The FCC has clarified that there will be no changes in the administration of Amateur Radio examination elements and in granting a Certificate for Successful Completion of Examination (CSCE) for General and Extra class until the new rules go into effect. CSCEs are only valid for examination credit for 365 days from date of issuance; applicants cannot use CSCEs older than that to upgrade. Volunteer Examiner Coordinators (VECs) will handle all upgrades through volunteer examiner teams.
Candidates for General or Amateur Extra testing between now and the effective date of the new rules will still have to pass Element 1 (5 WPM Morse code) to obtain new privileges. Those earning Element 3 or Element 4 credit between now and the effective date of the new rules will receive a CSCE from the VE team. Once the new rules are in place, anyone holding a valid CSCE may apply for an upgrade at an exam session and pay the fee, if any.

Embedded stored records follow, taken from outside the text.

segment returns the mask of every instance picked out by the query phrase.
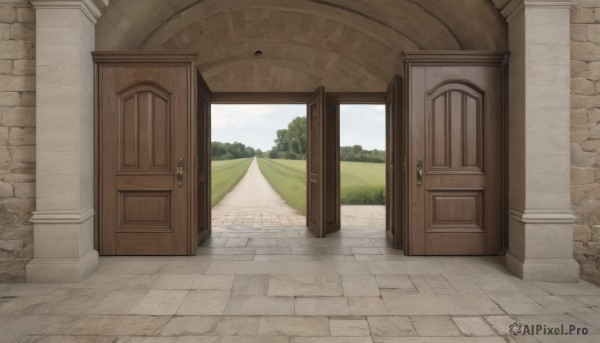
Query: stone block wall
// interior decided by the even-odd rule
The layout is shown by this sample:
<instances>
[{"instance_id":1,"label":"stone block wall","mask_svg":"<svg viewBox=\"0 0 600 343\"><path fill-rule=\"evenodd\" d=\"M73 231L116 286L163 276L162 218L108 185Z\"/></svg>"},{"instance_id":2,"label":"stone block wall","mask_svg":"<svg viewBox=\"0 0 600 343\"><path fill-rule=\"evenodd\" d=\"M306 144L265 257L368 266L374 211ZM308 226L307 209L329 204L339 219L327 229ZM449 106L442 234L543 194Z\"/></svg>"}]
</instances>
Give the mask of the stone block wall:
<instances>
[{"instance_id":1,"label":"stone block wall","mask_svg":"<svg viewBox=\"0 0 600 343\"><path fill-rule=\"evenodd\" d=\"M571 199L581 276L600 284L600 1L571 9Z\"/></svg>"},{"instance_id":2,"label":"stone block wall","mask_svg":"<svg viewBox=\"0 0 600 343\"><path fill-rule=\"evenodd\" d=\"M35 210L35 12L0 0L0 282L25 280Z\"/></svg>"}]
</instances>

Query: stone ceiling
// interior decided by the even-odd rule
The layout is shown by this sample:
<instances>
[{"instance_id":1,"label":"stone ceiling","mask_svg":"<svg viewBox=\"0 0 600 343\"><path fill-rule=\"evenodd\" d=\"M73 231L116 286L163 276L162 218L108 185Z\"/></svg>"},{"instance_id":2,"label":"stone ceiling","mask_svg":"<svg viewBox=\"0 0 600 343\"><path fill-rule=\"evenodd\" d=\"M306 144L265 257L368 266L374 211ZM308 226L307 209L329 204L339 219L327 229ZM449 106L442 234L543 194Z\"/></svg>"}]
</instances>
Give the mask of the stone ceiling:
<instances>
[{"instance_id":1,"label":"stone ceiling","mask_svg":"<svg viewBox=\"0 0 600 343\"><path fill-rule=\"evenodd\" d=\"M198 52L213 91L380 92L403 50L505 50L506 31L490 0L111 0L96 48Z\"/></svg>"}]
</instances>

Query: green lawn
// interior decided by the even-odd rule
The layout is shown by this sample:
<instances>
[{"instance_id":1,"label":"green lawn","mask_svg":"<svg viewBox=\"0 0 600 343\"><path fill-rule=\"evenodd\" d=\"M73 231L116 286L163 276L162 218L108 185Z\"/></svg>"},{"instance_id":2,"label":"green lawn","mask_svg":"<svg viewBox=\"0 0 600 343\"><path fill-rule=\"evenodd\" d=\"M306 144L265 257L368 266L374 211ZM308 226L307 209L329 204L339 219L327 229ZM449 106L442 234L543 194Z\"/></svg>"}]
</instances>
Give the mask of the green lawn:
<instances>
[{"instance_id":1,"label":"green lawn","mask_svg":"<svg viewBox=\"0 0 600 343\"><path fill-rule=\"evenodd\" d=\"M306 161L257 158L261 173L293 208L306 214Z\"/></svg>"},{"instance_id":2,"label":"green lawn","mask_svg":"<svg viewBox=\"0 0 600 343\"><path fill-rule=\"evenodd\" d=\"M251 158L238 158L236 160L212 161L212 191L211 205L223 199L237 185L246 170L250 167Z\"/></svg>"},{"instance_id":3,"label":"green lawn","mask_svg":"<svg viewBox=\"0 0 600 343\"><path fill-rule=\"evenodd\" d=\"M281 197L306 214L306 161L259 158L258 166ZM385 204L385 163L341 162L342 205Z\"/></svg>"},{"instance_id":4,"label":"green lawn","mask_svg":"<svg viewBox=\"0 0 600 343\"><path fill-rule=\"evenodd\" d=\"M342 205L384 205L385 163L341 162Z\"/></svg>"}]
</instances>

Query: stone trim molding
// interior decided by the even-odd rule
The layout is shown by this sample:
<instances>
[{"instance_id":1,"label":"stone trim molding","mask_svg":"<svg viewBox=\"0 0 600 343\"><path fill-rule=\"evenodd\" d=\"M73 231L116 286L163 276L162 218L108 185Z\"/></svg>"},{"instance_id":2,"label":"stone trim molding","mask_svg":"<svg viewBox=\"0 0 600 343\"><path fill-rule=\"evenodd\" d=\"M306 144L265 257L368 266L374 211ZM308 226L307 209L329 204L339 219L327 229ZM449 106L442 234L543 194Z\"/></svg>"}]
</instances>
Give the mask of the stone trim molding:
<instances>
[{"instance_id":1,"label":"stone trim molding","mask_svg":"<svg viewBox=\"0 0 600 343\"><path fill-rule=\"evenodd\" d=\"M94 25L108 6L108 0L31 0L35 9L80 9Z\"/></svg>"},{"instance_id":2,"label":"stone trim molding","mask_svg":"<svg viewBox=\"0 0 600 343\"><path fill-rule=\"evenodd\" d=\"M98 267L98 252L78 259L33 259L27 265L27 282L82 282Z\"/></svg>"},{"instance_id":3,"label":"stone trim molding","mask_svg":"<svg viewBox=\"0 0 600 343\"><path fill-rule=\"evenodd\" d=\"M511 208L508 214L525 224L573 224L576 219L571 211L525 210L523 212Z\"/></svg>"},{"instance_id":4,"label":"stone trim molding","mask_svg":"<svg viewBox=\"0 0 600 343\"><path fill-rule=\"evenodd\" d=\"M81 224L93 216L92 208L80 211L35 211L29 221L35 224Z\"/></svg>"},{"instance_id":5,"label":"stone trim molding","mask_svg":"<svg viewBox=\"0 0 600 343\"><path fill-rule=\"evenodd\" d=\"M508 269L525 281L577 282L579 280L579 263L574 259L519 258L509 251L505 261Z\"/></svg>"},{"instance_id":6,"label":"stone trim molding","mask_svg":"<svg viewBox=\"0 0 600 343\"><path fill-rule=\"evenodd\" d=\"M5 6L27 8L30 3L28 0L0 0L0 7Z\"/></svg>"}]
</instances>

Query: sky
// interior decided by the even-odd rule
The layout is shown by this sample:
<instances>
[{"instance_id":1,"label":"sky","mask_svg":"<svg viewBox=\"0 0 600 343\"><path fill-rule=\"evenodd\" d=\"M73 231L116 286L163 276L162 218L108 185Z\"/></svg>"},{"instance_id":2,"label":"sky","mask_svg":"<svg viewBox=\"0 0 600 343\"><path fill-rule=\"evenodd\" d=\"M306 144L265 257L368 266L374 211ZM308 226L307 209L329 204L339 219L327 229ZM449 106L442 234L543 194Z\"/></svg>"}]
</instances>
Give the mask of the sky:
<instances>
[{"instance_id":1,"label":"sky","mask_svg":"<svg viewBox=\"0 0 600 343\"><path fill-rule=\"evenodd\" d=\"M212 105L212 140L244 143L263 151L276 131L306 116L306 105ZM341 105L340 145L385 150L385 105Z\"/></svg>"}]
</instances>

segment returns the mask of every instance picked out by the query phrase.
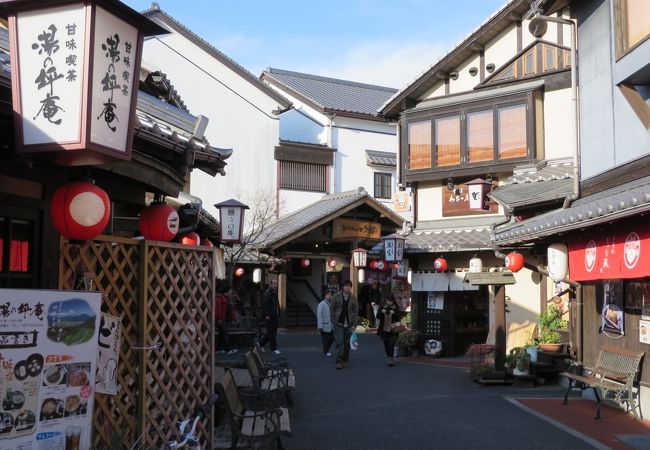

The wholesale elimination of a Morse code requirement for all license classes ends a longstanding national and international regulatory tradition in the requirements to gain access to Amateur Radio frequencies below 30 MHz. The first no-code license in the US was the Technician ticket, instituted in 1991. The question of whether or not to drop the Morse requirement altogether has been the subject of often-heated debate over the past several years, but the handwriting has been on the wall -- especially since the FCC instituted an across-the-board 5 WPM Morse requirement effective April 15, 2000, in the most-recent major Amateur Radio licensing restructuring (WT Docket 98-143).
The FCC said the R&O in WT Docket 05-235 will comport with revisions to the international Radio Regulations resulting from the International Telecommunication Union (ITU) World Radiocommunication Conference 2003 (WRC-03). At that gathering, delegates agreed to authorize each country to determine whether or not to require that applicants demonstrate Morse code proficiency in order to qualify for an Amateur Radio license with privileges on frequencies below 30 MHz.
The list of countries dropping the Morse requirement has been growing steadily since WRC-03. A number of countries, including Canada, the UK and several European nations, now no longer require applicants for an Amateur Radio license to pass a Morse code test to gain HF operating privileges. Following WRC-03, the FCC received several petitions for rule making asking it to eliminate the Morse requirement in the US.
The ARRL will provide any additional information on these important Part 97 rule revisions as it becomes available.